Open The Gates

“For you have known the heart of the stranger….” (Exodus 23:9)

The picture above shows my mother, Regina Ohringer, mostly hidden by the man in the white suit in the middle. You can see on the right my Aunt Lottie. They were with their parents on the SS Flandre, a French ship that in May, 1939, along with the German ship, the St. Louis, was trying to bring its Jewish refugee passengers to freedom in Cuba. When Cuba changed its mind and would not let them disembark, the ship went to Miami Beach. President Roosevelt instructed the Coast Guard to block the ship from docking. My mother and her family were forced to return to France, where a few weeks later the Nazis overran the country.

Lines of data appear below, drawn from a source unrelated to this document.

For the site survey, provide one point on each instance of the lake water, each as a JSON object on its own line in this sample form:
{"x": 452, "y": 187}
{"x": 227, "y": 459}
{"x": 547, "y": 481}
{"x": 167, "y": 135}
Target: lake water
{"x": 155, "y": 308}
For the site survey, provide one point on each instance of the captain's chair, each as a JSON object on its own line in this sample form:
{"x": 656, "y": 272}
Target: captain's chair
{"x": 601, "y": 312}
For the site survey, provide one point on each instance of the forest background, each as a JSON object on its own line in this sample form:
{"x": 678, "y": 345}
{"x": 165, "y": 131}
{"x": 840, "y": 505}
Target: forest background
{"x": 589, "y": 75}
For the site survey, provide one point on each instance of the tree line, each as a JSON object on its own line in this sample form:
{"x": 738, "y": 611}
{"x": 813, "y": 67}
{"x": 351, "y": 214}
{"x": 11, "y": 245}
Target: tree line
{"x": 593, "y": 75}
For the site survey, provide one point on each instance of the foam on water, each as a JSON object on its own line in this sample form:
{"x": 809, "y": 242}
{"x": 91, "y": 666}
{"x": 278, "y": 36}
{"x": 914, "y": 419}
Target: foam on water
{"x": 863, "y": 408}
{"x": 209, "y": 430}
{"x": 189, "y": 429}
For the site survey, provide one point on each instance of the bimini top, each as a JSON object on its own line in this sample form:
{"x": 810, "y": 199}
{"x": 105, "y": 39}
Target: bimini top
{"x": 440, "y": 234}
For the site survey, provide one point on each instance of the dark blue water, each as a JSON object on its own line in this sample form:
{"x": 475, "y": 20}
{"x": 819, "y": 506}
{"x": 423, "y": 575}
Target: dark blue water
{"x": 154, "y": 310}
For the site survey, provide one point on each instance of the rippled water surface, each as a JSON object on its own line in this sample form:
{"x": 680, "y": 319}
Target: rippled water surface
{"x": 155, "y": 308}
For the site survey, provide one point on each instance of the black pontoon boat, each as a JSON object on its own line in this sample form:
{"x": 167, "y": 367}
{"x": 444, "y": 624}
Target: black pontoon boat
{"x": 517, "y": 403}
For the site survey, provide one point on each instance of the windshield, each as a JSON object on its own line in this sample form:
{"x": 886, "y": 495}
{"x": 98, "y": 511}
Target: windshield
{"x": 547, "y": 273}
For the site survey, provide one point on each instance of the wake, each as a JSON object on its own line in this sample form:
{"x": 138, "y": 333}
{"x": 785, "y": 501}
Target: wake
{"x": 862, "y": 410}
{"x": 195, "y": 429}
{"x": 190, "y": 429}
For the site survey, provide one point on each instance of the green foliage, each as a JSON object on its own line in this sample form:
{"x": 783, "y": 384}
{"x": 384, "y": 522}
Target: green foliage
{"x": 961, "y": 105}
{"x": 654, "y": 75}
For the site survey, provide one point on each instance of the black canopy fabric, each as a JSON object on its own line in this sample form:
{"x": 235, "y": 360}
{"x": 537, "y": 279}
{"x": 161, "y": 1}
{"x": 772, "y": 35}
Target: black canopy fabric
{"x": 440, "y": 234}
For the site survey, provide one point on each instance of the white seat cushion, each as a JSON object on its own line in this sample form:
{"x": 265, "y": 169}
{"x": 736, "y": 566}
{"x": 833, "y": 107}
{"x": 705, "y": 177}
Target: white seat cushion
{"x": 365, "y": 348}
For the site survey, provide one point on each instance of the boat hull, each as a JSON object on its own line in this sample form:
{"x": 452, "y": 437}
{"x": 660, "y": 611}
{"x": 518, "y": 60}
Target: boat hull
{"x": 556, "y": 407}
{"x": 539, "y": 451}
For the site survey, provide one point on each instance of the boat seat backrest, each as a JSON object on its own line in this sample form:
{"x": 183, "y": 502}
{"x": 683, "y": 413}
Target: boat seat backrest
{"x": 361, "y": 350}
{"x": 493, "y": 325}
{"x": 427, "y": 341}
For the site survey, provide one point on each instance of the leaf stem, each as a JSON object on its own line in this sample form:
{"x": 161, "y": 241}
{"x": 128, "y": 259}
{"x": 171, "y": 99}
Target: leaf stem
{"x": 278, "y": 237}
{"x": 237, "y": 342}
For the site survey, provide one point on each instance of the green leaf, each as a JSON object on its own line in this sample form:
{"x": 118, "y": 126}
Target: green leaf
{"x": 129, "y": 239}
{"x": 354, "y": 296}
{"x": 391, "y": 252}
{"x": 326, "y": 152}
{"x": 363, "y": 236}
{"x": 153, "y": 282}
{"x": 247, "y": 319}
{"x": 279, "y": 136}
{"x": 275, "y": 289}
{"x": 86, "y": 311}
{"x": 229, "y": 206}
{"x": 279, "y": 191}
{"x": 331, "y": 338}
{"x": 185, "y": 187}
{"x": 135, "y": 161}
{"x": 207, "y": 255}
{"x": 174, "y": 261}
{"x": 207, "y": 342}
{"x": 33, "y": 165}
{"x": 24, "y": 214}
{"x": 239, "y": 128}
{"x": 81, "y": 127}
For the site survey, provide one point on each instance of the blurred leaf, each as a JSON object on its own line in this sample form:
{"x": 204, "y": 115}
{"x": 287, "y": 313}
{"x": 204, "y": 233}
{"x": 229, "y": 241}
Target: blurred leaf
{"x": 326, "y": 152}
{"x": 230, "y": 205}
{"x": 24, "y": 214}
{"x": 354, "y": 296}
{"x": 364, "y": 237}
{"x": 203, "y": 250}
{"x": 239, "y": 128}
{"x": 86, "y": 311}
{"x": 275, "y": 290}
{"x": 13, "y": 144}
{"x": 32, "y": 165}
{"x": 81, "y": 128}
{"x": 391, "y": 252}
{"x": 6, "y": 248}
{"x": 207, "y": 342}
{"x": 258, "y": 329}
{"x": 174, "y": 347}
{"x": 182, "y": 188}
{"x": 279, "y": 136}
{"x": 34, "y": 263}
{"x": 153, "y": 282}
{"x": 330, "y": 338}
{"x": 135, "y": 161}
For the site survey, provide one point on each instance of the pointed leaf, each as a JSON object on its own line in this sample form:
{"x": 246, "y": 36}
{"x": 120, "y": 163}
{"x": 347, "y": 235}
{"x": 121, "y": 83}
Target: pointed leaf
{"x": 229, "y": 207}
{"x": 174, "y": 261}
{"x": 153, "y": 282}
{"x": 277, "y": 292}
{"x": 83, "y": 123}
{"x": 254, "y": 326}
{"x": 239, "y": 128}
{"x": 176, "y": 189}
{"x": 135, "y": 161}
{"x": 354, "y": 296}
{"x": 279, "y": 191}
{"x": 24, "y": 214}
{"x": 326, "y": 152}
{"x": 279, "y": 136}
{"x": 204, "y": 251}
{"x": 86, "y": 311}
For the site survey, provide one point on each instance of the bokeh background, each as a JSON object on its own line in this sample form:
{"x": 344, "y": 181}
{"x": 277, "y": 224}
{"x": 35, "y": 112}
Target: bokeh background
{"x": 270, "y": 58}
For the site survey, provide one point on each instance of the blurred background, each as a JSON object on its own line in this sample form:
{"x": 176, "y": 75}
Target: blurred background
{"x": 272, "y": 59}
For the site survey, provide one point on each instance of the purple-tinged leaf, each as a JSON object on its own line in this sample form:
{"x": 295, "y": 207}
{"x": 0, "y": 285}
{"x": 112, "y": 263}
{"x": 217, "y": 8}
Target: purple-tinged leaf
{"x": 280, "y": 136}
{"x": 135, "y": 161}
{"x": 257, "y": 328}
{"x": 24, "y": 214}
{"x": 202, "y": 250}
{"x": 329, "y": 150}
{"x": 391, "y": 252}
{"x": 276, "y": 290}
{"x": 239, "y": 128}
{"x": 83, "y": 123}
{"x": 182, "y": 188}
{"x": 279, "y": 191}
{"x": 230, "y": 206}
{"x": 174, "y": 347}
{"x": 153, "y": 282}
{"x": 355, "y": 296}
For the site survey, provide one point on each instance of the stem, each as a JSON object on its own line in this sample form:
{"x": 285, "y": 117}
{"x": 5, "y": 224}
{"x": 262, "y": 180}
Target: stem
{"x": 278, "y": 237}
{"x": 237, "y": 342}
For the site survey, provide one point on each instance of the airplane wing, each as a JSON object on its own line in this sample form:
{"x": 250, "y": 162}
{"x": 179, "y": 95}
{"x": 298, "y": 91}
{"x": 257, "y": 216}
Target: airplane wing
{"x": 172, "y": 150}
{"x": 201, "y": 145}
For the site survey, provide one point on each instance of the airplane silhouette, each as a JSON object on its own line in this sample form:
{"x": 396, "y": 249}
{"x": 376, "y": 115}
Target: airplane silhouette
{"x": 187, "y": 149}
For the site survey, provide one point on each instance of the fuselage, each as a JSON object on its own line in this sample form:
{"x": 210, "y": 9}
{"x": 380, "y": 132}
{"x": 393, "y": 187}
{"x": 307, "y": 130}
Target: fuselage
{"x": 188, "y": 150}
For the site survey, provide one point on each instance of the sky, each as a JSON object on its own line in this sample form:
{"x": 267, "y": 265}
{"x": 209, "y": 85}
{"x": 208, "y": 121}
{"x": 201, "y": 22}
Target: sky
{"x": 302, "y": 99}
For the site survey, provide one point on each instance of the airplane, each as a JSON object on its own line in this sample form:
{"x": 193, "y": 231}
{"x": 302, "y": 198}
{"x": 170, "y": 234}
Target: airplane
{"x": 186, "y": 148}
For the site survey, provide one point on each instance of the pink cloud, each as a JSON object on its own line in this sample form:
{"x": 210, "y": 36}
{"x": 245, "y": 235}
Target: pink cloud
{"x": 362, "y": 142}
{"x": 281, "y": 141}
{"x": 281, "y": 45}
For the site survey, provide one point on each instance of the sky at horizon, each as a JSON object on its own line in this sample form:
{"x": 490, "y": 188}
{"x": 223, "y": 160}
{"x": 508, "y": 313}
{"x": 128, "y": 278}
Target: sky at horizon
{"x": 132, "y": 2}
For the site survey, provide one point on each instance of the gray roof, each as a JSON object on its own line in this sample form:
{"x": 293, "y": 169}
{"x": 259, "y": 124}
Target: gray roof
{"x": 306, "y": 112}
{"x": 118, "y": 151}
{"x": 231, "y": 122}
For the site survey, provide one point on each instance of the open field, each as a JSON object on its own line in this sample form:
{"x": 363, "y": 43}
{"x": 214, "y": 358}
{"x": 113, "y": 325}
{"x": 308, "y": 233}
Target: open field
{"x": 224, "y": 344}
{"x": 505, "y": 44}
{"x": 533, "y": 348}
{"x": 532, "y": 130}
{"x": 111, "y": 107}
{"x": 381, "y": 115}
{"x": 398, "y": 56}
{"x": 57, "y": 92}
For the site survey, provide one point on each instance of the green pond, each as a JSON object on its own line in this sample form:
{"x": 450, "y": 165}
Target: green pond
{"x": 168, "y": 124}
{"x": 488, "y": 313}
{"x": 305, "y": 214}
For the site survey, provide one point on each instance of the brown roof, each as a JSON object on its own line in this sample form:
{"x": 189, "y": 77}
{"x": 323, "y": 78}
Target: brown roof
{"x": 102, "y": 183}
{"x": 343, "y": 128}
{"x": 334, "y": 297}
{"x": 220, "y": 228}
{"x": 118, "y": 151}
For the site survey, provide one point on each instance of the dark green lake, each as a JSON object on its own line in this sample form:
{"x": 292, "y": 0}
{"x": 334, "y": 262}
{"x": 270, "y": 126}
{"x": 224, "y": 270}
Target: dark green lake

Fortunately, due to the combined efforts of generous Chicagoans like Grant Pick, Sr., Sam Block (of Jenner Block Law Firm), and William Paley (of CBS) my mother and her family were able to get to America in 1941 by Pan Am flying boat.

Because of this personal history I cannot stay silent when I see what is happening to legitimate refugees who are coming to America for the same reason my family and maybe yours arrived, so well captured by the Emma Lazarus poem on the Statue of Liberty. If we stop being a country that welcomes the poor, tired and frightened, then we no longer are serving our famous mission that President Reagan liked to call “the city on the hill”. Obviously we are required to protect ourselves from terror. But think of the countless Jewish refugees not allowed into America during the Holocaust because they might be Nazi spies. Think of the cruel American Japanese internment camps. Have we not matured as a country in 70 years?

When, in the 1970s, my mother was well established in this country she began taking me and my twin brother with her to furnish the homes for Russian Jews who were fleeing the USSR and being welcomed in the U.S. I know in her way she was trying to give back for the belated gift of being welcomed in this country. I hope all of us feel a debt to help others, just as we or our ancestors were helped.

My synagogue, Temple Sholom of Chicago, had planned to welcome a refugee family this spring. Our Sholom Justice group will be doing whatever they can to keep us ready for the time when we can enact our plan.
In the meantime, I cannot stand by and let our country sink into cruel xenophobia. We are better than that.

Included in the poem on the Statue of Liberty are these words: A mighty woman with a torch, whose flame is the imprisoned lightning. Imprisoned lightning? Perhaps this refers to the latent power in each of us to redeem the world though righteous acts of kindness for others. If so I hope we find a way to release this lightning, through pressure on our government to open our gates to the needy and persecuted, and through welcoming the tired and poor, the huddled masses yearning to breathe free.

My mother has passed away but her voice is still strong. It says to me: “Take care of these people!”


This week the Jewish People read in the Torah about the enslavement of our ancestors.
The daily fare of the Jewish slaves in their Egyptian exile was cruel. What began as forced labor steadily degenerated into acts of unspeakable brutality and horror, leading to Pharaoh’s decree to murder all newborn male infants.
While the physical labor was backbreaking, the moral toll was similarly bitter. The family unit was shattered, wives separated from husbands, who were forced to remain at their work sites in faraway fields. The people were demoralized and depressed, stripped of any of their former dignity or self-respect. Under the daily terror of the slaver’s whip, it appeared that any good future was hopeless.

One group of slaves, however, did not give in – this group continued to hope. They preserved their human dignity; they continued to dream of a better life.
This group of slaves was the Jewish women.
“In the merit of the righteous women of that generation, our forefathers were redeemed from Egypt.” So says the ancient Jewish text, the Talmud.
The Talmud explains: After an exhausting day of excruciating labor, the women would polish their mirrors and use them to beautify themselves for their husbands.
At night, the women would sneak out to the men’s camps, bringing hot, nourishing food. They would heat water in the fields and bathe their husbands’ wounds.
The women spoke soft, soothing words. “Do not lose hope. We will not be slaves to these degenerates all our lives.”
Many women conceived during these visits, subsequently giving birth to the children who would ensure the continuity of the Jewish people.

How appropriate that we learn of these women in connection with this week’s Torah portion. As you know many thousands of women will be marching in Washington and elsewhere – including downtown Chicago – on this Shabbat. The reasons for the marching are many. The anger is real. But so is the hope that says we cannot give up on our country’s ability to find the right tone of civic discourse, to reach out to those who have been unlucky in life, to those whose fight each day is filled with despair and disillusionment.
Politics aside, the reality in our country these days cannot be ignored. There is much anger, argument, refusal to listen, and lack of respect. There is genuine inequality and needless suffering. But there is also hope that we can reorient our society based on mutual respect and that indescribable but genuine American spirit.
And so I ask that, whatever our mood or politics this weekend, we remember the ancient courage of Israelite women, who would not settle for a life of despair. Such courageous women saved us before and they can do so once again.
With sholom,
Rabbi Edwin Goldberg
PS Please join us for worship this Friday night, January 20, where the sermon will not be about the Inauguration.